The White House is also not likely to favor any changes to the estate tax provision, given Obama’s focus on passing an extension of the current tax rates to avoid increases.

“I urge the House of Representatives to act quickly on this important matter,” Obama said late Monday. “If there’s one thing we can agree on, it’s the urgent work of protecting middle-class families, removing uncertainty for America’s businesses, and giving our economy a boost as we head into the new year.”

In the House, most questions about support for the tax deal have focused on liberal Democrats, and key House Republicans have told TheDC that they will likely swallow their distaste and vote for the measure.

But opposition to the agreement continued to bubble among conservatives Monday, even before Romney’s editorial went live online late in the day. Conservative radio talk show host Hugh Hewitt dubbed the agreement “Stimulus II.”

“The bill has evolved from a not-very-good-deal-to-avoid-a-tax-hike plus an extension of unemployment benefits into a giant exercise in wasteful spending, and thus support for it should end,” Hewitt wrote. “The new Congress — the one embodying the people’s demand for spending restraint and continuation of existing tax rates — can get the job done in the new year.”

The Tea Party Patriots, a national grassroots group, doubled down on its opposition to the measure, with the group’s leaders making their first comments on the bill and calling it a “back room deal.” Rush Limbaugh, the influential conservative radio talk show host, already said on Friday that he hopes the bill fails.

It is these very types of conservatives that Romney’s announcement in opposition to the tax deal seems designed to appeal to. Romney’s position will likely be hailed as a sign of serious and substantive conservative thinking, along with a willingness to take hard positions that might be unpopular.

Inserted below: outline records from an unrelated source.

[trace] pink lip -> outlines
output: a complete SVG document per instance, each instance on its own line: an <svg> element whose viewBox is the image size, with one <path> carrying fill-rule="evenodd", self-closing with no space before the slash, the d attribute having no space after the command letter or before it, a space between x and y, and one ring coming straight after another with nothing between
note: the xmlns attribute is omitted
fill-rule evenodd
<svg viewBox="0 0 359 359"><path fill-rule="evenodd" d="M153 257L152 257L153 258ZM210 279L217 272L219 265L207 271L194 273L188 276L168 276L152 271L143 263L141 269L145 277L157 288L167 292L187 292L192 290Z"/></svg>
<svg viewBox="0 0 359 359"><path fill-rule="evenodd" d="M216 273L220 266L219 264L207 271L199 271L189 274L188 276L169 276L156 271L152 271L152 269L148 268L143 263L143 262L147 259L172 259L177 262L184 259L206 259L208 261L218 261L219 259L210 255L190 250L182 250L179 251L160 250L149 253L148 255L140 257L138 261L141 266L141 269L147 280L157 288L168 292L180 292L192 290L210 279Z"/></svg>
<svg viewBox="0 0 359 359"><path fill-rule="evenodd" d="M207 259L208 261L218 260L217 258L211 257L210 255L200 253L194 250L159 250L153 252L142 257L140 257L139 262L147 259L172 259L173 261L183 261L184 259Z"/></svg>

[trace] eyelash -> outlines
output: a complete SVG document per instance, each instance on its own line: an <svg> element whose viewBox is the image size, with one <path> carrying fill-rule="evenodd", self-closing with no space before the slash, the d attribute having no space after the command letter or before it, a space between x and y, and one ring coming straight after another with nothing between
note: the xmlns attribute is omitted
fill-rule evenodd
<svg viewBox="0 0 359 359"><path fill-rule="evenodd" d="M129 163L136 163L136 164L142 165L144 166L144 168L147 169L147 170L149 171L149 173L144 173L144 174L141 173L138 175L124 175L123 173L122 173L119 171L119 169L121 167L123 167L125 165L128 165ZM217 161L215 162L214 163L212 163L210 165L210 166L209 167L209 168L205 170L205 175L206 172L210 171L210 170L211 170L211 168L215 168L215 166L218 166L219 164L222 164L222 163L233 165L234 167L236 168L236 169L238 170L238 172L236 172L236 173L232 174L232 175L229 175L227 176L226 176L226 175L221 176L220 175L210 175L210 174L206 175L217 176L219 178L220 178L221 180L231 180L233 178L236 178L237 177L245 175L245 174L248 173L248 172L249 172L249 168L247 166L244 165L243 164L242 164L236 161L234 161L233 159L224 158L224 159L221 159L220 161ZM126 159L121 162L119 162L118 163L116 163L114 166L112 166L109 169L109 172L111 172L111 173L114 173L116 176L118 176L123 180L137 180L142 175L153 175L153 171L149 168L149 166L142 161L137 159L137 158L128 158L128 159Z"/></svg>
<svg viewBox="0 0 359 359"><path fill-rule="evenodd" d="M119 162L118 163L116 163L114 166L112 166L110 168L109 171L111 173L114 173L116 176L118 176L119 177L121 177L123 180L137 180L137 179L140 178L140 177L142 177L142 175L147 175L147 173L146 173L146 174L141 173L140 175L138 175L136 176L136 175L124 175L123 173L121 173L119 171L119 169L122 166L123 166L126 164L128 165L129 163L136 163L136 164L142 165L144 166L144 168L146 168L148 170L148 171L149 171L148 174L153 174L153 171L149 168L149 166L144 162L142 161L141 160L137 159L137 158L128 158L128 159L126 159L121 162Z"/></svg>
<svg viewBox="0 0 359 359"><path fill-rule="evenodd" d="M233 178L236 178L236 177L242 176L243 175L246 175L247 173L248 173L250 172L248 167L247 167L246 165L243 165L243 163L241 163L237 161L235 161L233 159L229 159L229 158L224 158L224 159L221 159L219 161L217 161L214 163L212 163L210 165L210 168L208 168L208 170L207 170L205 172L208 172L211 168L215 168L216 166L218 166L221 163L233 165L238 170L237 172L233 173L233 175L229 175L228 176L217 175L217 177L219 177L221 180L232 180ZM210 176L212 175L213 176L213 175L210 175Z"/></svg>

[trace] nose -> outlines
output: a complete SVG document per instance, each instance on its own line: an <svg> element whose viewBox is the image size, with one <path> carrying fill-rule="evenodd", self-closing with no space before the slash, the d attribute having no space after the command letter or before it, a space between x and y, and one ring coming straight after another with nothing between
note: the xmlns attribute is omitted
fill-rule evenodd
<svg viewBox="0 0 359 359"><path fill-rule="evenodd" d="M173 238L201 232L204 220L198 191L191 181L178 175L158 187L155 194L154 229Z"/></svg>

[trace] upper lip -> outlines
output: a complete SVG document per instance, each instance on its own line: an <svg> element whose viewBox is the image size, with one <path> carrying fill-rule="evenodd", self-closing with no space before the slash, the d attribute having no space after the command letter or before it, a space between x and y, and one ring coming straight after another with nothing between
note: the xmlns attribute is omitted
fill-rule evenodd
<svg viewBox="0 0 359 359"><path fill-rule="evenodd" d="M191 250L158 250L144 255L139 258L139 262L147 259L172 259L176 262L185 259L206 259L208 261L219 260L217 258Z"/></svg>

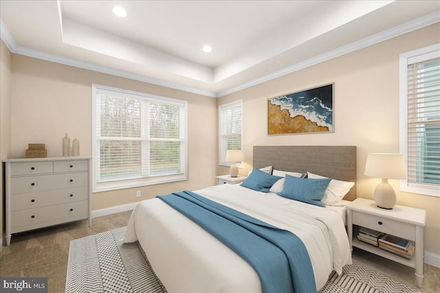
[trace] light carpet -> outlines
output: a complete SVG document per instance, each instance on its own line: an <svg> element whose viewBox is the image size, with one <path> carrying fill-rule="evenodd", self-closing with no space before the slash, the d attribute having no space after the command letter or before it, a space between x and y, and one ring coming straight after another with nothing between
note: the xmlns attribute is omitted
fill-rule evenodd
<svg viewBox="0 0 440 293"><path fill-rule="evenodd" d="M65 292L165 293L138 242L121 242L125 227L72 240ZM331 274L319 293L419 292L353 263Z"/></svg>

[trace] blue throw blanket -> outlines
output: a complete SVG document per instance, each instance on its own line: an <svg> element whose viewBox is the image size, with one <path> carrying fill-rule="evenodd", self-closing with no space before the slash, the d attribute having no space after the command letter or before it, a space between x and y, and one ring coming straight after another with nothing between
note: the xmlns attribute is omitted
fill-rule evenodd
<svg viewBox="0 0 440 293"><path fill-rule="evenodd" d="M316 292L309 254L294 234L191 191L157 197L245 259L263 293Z"/></svg>

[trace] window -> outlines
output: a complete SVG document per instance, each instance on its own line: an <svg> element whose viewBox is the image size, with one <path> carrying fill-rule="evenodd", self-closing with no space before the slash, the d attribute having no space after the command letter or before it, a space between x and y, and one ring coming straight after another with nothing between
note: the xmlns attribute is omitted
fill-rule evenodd
<svg viewBox="0 0 440 293"><path fill-rule="evenodd" d="M440 196L440 44L400 56L404 191Z"/></svg>
<svg viewBox="0 0 440 293"><path fill-rule="evenodd" d="M241 121L243 101L233 102L219 107L219 164L230 166L232 162L226 162L226 150L241 150ZM242 156L243 157L243 156ZM239 167L241 162L236 162Z"/></svg>
<svg viewBox="0 0 440 293"><path fill-rule="evenodd" d="M94 191L186 179L186 101L92 91Z"/></svg>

Romney is the first likely GOP presidential candidate to stand up against the tax deal. Former Alaska Gov. Sarah Palin was vaguely critical of the deal last week but when asked for a yes or no position on it late last week, a spokeswoman declined to comment.

Further aiding Romney, Moody’s Investors Service issued a warning Sunday that the bill’s nearly $1 trillion price tag – most of which comes from tax cut or tax exemption extensions – would move the U.S. closer toward receiving a downgrade of their AAA credit rating.

“From a credit perspective, the negative effects on government finance are likely to outweigh the positive effects of higher economic growth,” said Moody’s analyst Steven Hess.

Former Reagan White House budget director David Stockman said that the deal didn’t make “any sense at all.”

“Everybody’s going to be sacked with higher taxes to pay for this enormous deficit that we’re doing nothing about,” he said in an interview with the Wall Street Journal. “Our problem now is we’re buried in debt … By waiting and creating another round of uncertainty … we’re only kicking the can down the road.”

This has been the critique of Republican lawmakers such as Sen. Tom Coburn, Oklahoma Republican, who voted against proceeding to a final vote on the bill Monday.

There was some defense of the tax deal from conservatives Monday. Keith Hennessey, a former top economic adviser to President George W. Bush, went through criticisms from conservatives one by one, pushing back on each.

“If I tally ‘things I really like’ and ‘things I can accept’ and compare them to ‘things I don’t like,’ the numbers look good to me. Not great, mind you, but good. And for a divided government this looks to me like a great deal,” Hennessey wrote.